We’ve had a busy couple of weeks at the pub recently.
Finally the cold weather is dissipating, giving way to warmer days and this has lead to our weekends and lunch times becoming much busier.
All it takes is a couple of sunny days and you’ll find the Great British public are more than eager to take a pint with their lunch. With the return of Spring, of course, comes a fond farewell to the Winter-specific items on our menu and cask list. So we say ‘goodbye’ to our award-winning pies and ‘hello’ to our vegan-inspired Buddha Bowls, which will hopefully make a splash throughout Spring and well into Summer. Anyway that’s enough about work…

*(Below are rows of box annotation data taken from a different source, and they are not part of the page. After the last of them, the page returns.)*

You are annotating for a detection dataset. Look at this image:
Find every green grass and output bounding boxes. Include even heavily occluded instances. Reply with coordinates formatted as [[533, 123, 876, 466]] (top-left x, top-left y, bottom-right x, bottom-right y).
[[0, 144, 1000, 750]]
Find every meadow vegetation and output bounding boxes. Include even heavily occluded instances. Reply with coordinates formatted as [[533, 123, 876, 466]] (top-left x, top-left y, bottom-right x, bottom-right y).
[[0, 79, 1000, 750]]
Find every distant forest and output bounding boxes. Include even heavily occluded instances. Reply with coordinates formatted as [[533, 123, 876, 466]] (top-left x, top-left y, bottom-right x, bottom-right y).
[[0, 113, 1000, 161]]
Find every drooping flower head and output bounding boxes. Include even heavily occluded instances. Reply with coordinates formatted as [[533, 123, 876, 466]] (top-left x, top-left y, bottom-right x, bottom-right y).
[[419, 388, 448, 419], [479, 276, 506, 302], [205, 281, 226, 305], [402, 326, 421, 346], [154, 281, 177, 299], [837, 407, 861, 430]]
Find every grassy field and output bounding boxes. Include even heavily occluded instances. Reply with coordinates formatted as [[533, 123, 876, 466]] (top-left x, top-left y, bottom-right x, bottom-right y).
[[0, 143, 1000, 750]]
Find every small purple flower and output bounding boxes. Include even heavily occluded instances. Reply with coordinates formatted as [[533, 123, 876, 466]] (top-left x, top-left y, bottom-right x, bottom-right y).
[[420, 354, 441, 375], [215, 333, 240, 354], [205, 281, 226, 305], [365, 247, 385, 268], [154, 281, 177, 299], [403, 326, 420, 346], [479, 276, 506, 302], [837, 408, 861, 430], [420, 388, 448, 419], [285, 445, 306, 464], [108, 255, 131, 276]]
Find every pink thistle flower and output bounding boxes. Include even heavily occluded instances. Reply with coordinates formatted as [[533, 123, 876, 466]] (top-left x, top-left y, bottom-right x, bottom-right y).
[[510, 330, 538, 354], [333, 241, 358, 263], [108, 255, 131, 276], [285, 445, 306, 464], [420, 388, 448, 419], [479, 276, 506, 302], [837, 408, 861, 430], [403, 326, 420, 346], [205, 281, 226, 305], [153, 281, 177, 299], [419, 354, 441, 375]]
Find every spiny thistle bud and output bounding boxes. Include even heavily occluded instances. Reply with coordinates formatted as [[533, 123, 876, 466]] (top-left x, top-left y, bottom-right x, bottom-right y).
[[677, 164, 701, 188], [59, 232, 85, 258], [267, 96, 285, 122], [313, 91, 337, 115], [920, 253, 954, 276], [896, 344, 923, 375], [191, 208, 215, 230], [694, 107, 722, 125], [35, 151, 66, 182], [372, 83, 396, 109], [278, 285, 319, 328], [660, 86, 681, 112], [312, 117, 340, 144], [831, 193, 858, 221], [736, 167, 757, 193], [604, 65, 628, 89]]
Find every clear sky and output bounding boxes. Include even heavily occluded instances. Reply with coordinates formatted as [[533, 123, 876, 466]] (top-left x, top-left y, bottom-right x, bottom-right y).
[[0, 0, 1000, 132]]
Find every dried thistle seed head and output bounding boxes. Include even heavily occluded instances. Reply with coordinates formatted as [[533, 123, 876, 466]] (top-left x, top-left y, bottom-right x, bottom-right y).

As much as I love to cook at home for myself, this week there was small snag in the road to delicious home cooked meals.
Off for three days, I was particularly excited to do some experimenting with a whole hare that I’d recently procured from the local butchers. With the animal prepped and ready to go I went to turn the oven on and…nothing. After a few minutes of frantic sweary investigation, I found the problem: the heating filament was completely blown.
With the oven not heating up, it looked like I was going to have to order my food in for the next few days, that is, until I was invited last minute to dinner with an old chef pal. Although I was still a little livid from the oven breaking in the first place, I soon cheered up when he picked me up and told me where we were heading.
The Willow Tree is one of the best kept secrets in Somerset, nay, the entirety of the South West.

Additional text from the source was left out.